Manhood safely protected.
Surely a guy would only read a book with girl in the title for purely mercenary reasons. A favor for his wife or significant other? Because he lost a bet? But definitely not out of choice.
When I selected book suggestions for my independent reading list for my Mr. G’s Book Club, I had titles on the list and on my shelves touted as boy books. And I remember quite clearly when blond-haired, blue-eyed, cheerleader Claire came to me with one of the boy-touted books, I Love You, Beth Cooper, and said, “This book is gross. Can I pick something else to read?”
Of course I let her change books, but along with letting her change books, I also latched a little more firmly onto the idea of boy books and girl books, which strikes me as odd because I don’t do that in any other area of my life.
My closet is filled with more pink than sartorially feasible, and I think Bethenny Frankel of The Real Housewives of New York is the best thing on the planet since Skinny Girl margaritas. I have watched every episode of all seven seasons of Gilmore Girls and practically squealed with delight when I discovered Gilmore Guys, a pod cast where two guys discuss all things Gilmore Girls.
Still, some how my beliefs didn’t match my classroom practice.
Recently, at the Scholastic Reading Summit in Boston, I attended a session where, when discussing positive and negative library experiences, a young man recounted reading a book from the American Girl series only to have the librarian tell him, “You can’t read that. Those books are for girls.”
Without missing a page turn, our workshop presenter John Schumacher responded with the utterly tweet-worthy: “Books don’t have a gender. Books are for everyone.”
In schools all across the country, kids continue to redefine how they identify, and our libraries, our bookshelves, our reading suggestions, our book talks need to reflect these myriad identities. Kids need books they can identify with, books where they can see reflections of themselves, and as long as we continue to see books as merely, or even mostly, for boys or for girls, we will never celebrate who our students truly are.
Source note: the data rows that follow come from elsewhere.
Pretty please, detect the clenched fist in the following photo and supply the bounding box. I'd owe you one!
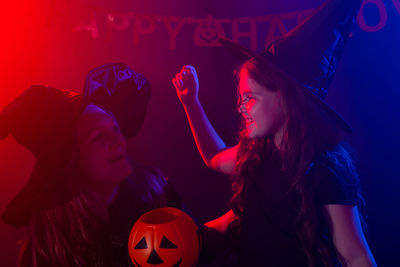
[172,65,199,105]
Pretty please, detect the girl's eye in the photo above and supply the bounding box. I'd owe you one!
[91,132,105,143]
[113,125,120,133]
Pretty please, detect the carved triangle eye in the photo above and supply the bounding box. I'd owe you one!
[134,237,148,249]
[172,258,182,267]
[160,236,178,248]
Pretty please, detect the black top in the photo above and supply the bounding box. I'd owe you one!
[227,149,359,267]
[20,161,182,267]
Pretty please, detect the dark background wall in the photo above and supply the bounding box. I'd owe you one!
[0,0,399,266]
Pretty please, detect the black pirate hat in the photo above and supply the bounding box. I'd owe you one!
[220,0,363,133]
[1,63,151,228]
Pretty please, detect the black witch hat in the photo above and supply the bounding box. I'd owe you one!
[84,63,151,138]
[0,63,151,228]
[220,0,363,133]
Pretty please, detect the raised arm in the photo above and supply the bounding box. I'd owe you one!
[172,65,237,174]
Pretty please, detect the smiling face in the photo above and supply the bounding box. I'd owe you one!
[238,68,286,139]
[75,104,132,192]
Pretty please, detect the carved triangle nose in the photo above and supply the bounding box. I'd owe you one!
[147,249,164,265]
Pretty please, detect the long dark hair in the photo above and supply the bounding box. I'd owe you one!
[18,149,109,267]
[18,107,170,266]
[229,58,364,267]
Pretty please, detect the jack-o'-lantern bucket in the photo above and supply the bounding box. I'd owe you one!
[128,207,200,267]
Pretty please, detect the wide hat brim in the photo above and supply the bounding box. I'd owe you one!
[219,37,352,133]
[218,0,365,134]
[1,86,85,228]
[1,63,152,228]
[2,159,74,228]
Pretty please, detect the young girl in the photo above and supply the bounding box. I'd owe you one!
[172,0,376,266]
[1,64,181,267]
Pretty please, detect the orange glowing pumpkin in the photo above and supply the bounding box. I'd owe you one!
[128,207,200,267]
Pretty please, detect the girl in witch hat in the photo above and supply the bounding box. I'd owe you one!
[173,0,376,266]
[1,63,182,266]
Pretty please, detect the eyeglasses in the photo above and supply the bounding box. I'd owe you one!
[238,95,251,119]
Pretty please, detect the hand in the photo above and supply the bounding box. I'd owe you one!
[172,65,199,105]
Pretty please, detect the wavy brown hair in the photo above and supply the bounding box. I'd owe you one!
[18,150,109,267]
[229,58,364,267]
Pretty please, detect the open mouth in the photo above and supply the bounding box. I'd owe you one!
[134,258,182,267]
[246,120,255,127]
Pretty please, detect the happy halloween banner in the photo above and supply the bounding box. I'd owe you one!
[49,0,400,50]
And because we adults play such an important role in providing access and awareness to books for the students and children in our lives, we must also advocate for books and for students. In locales across Texas, community members and parents have sought to remove or isolate books with LGBQ themes. Thankfully, dedicated librarians did not yield to this pressure.
But kids and communities need these books. Kids need to see they are not alone in their identities, and communities need to know about the kids who live among them and maybe even with them.
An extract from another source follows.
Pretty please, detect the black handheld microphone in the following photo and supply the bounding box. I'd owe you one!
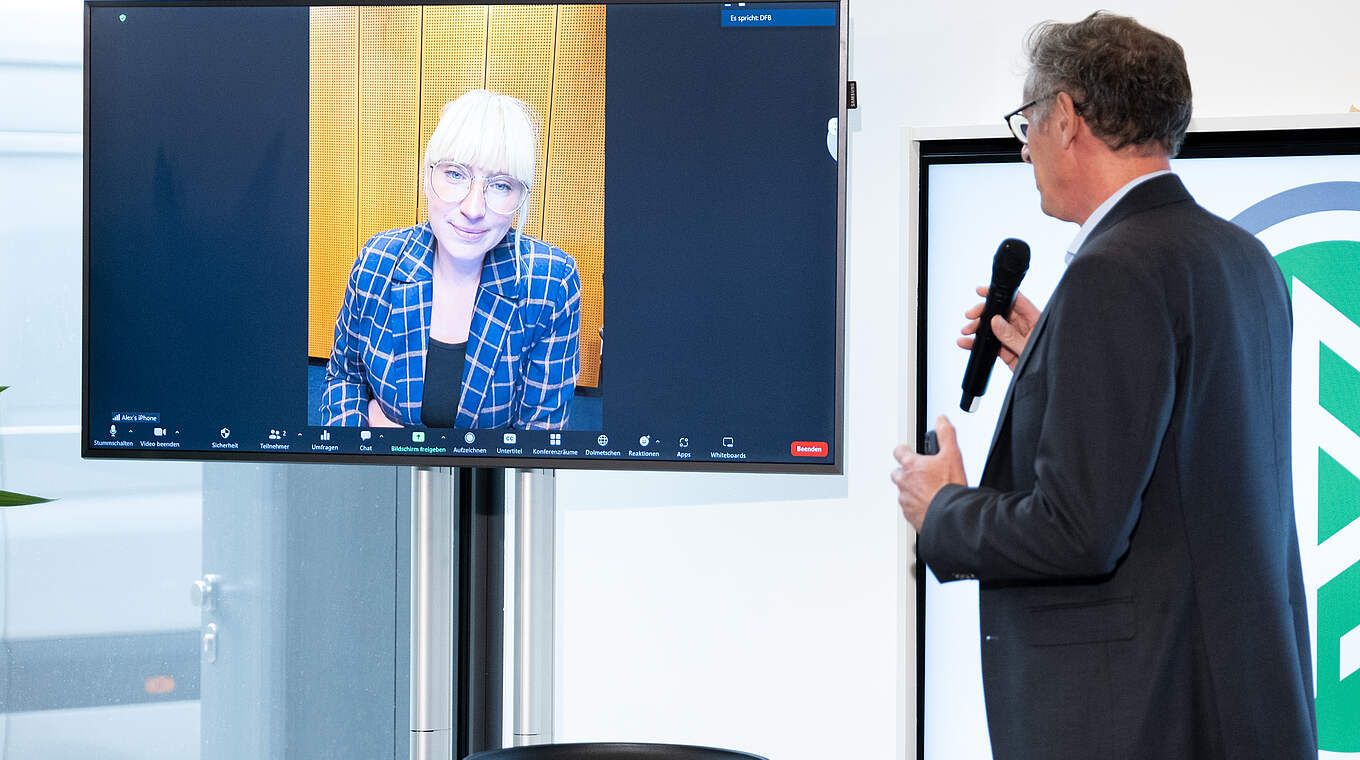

We are all capable of change, capable of growth.
When my oldest son was two years old, we came across a pink Power Ranger plush nearly as tall as him that he just had to have. I wanted him to have him to have the black Power Ranger right next to it, the one more appropriate for a boy. My wife launched into some theory about the brightness of the pink attracting him more than his choice indicating some kind of gender identity.
He got the pink Power Ranger, and today, it’s just one of many in the panoply of super heroes he collects.
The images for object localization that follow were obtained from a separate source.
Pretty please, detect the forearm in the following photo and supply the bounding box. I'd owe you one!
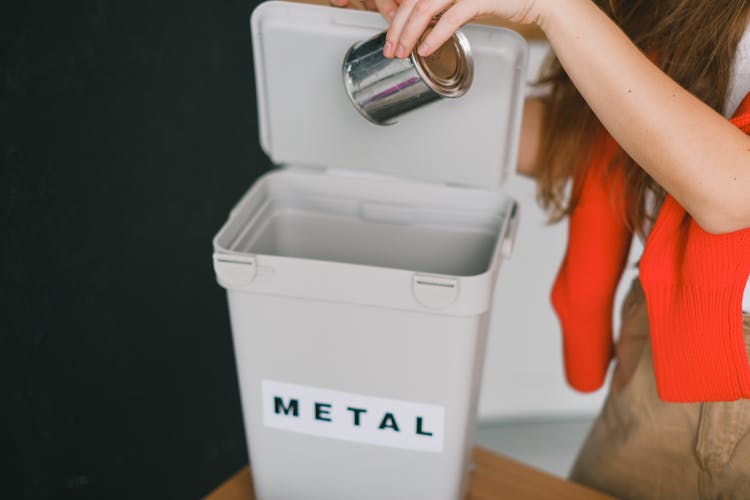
[539,0,750,233]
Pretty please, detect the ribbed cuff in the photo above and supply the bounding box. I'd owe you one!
[644,282,750,402]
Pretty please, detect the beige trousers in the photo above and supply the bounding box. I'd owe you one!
[569,278,750,500]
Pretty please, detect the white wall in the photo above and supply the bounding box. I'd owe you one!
[477,41,644,420]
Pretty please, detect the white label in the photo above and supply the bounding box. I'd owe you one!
[262,380,445,453]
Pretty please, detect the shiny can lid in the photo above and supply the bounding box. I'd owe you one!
[413,27,473,97]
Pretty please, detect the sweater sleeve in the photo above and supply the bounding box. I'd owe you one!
[551,131,633,392]
[638,92,750,402]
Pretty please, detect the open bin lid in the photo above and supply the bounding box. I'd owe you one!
[251,1,528,189]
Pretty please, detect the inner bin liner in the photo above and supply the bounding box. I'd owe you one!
[228,192,506,277]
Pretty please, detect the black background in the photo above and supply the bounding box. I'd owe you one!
[2,0,270,497]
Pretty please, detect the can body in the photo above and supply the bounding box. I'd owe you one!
[343,30,472,125]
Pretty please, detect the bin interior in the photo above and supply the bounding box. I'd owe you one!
[225,180,508,277]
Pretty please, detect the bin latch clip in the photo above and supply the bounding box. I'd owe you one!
[501,201,520,259]
[413,275,458,309]
[213,253,257,287]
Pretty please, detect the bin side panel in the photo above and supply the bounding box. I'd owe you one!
[226,291,491,500]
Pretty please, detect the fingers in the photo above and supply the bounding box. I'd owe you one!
[386,0,451,58]
[417,1,481,56]
[384,0,418,58]
[374,0,399,20]
[333,0,398,21]
[396,0,447,57]
[331,0,377,12]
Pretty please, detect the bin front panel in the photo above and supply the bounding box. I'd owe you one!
[227,291,491,500]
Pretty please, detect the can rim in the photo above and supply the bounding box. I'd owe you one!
[411,30,473,98]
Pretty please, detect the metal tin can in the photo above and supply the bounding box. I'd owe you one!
[342,27,473,125]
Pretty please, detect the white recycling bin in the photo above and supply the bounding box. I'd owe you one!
[212,2,528,499]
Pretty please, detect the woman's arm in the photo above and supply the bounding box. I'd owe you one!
[386,0,750,234]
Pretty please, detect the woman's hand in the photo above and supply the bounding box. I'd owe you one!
[384,0,548,58]
[333,0,750,232]
[330,0,401,22]
[386,0,750,233]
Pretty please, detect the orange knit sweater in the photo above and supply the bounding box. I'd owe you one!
[551,93,750,402]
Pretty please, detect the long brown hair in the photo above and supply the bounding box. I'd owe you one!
[536,0,750,236]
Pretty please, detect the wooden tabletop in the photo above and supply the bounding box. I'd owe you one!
[205,446,615,500]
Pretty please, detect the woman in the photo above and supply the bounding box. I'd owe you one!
[332,0,750,497]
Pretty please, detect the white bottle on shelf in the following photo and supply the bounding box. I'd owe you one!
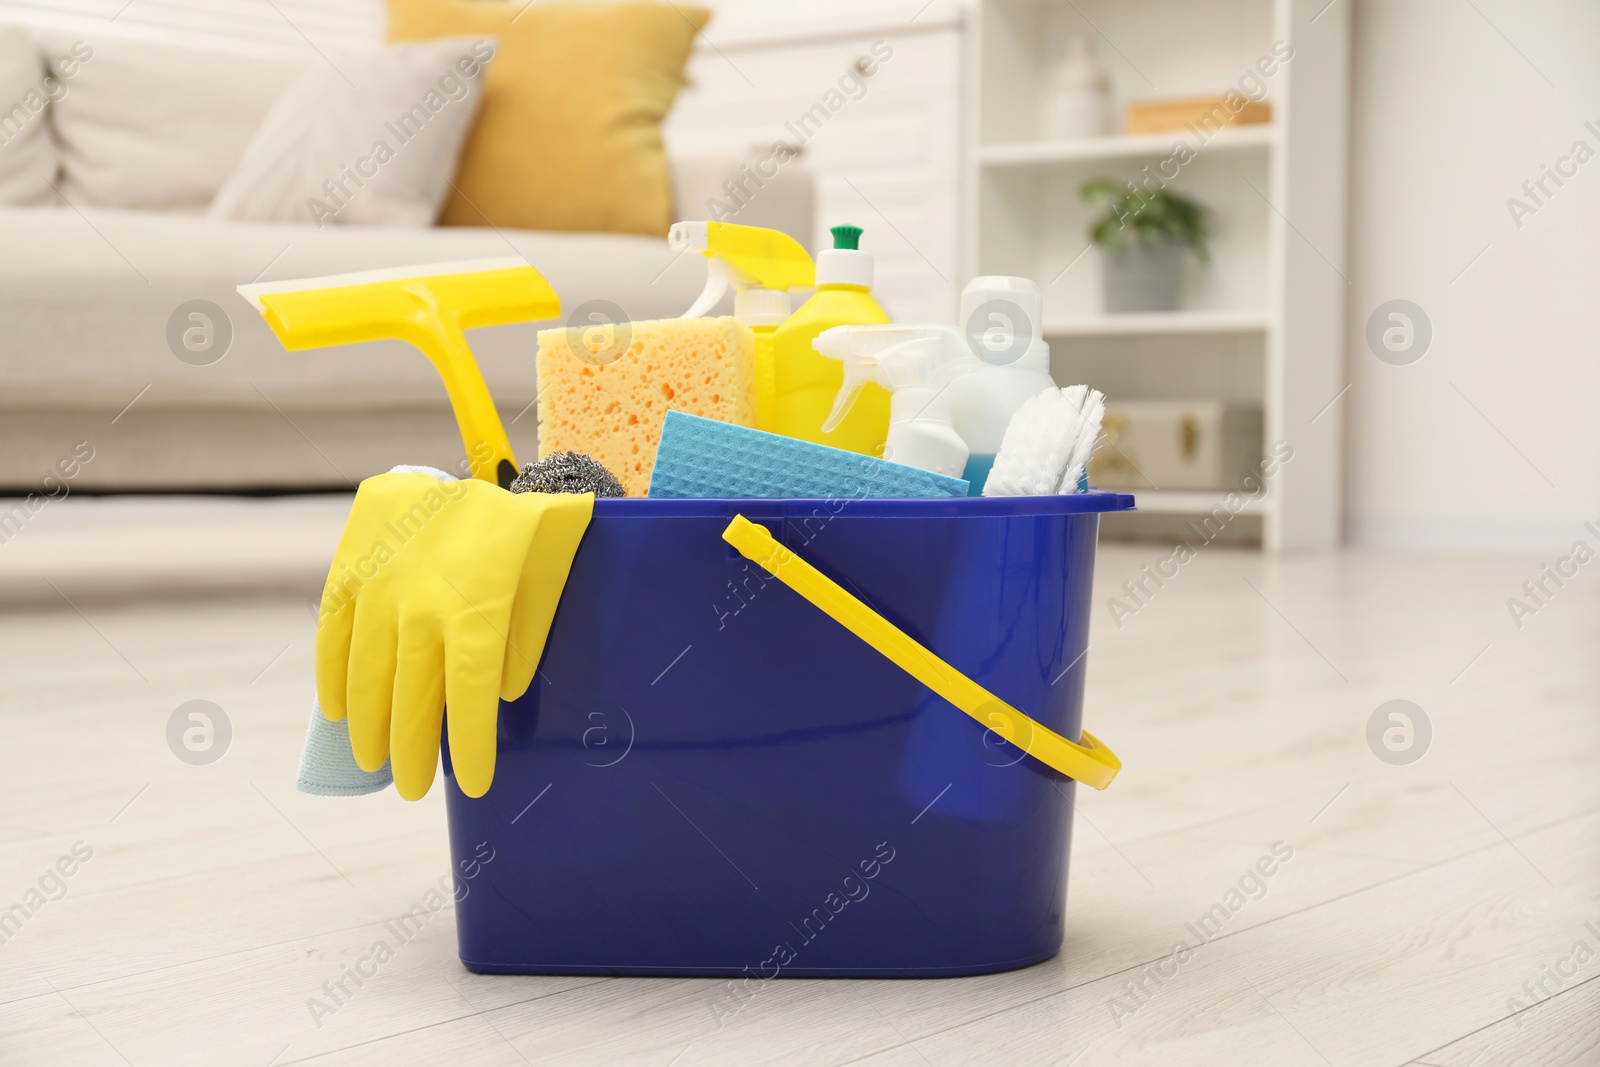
[1041,34,1109,141]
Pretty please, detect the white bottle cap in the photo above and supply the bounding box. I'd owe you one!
[734,287,791,326]
[817,224,874,289]
[817,248,873,289]
[960,276,1049,370]
[961,276,1042,331]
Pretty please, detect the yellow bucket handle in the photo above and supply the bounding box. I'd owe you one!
[722,516,1121,790]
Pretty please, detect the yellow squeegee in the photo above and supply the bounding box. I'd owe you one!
[239,258,560,488]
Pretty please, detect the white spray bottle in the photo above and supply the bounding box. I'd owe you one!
[813,324,976,479]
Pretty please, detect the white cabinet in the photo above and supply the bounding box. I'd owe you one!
[665,3,967,324]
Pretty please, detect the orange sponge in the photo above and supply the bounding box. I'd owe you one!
[535,316,756,495]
With my youngest son, the one just about to start high school, I have grown, I have changed, and I probably indulge his My Little Pony collection way more than I should.
Mr. Schu was right. Books are for everyone—and, I guess, so are toys.
Michael M. Guevara is Coordinator of English Language Arts and Reading in Southside ISD in San Antonio, TX. He is in the process of editing his first novel and coming to terms with having his youngest child begin high school in the fall.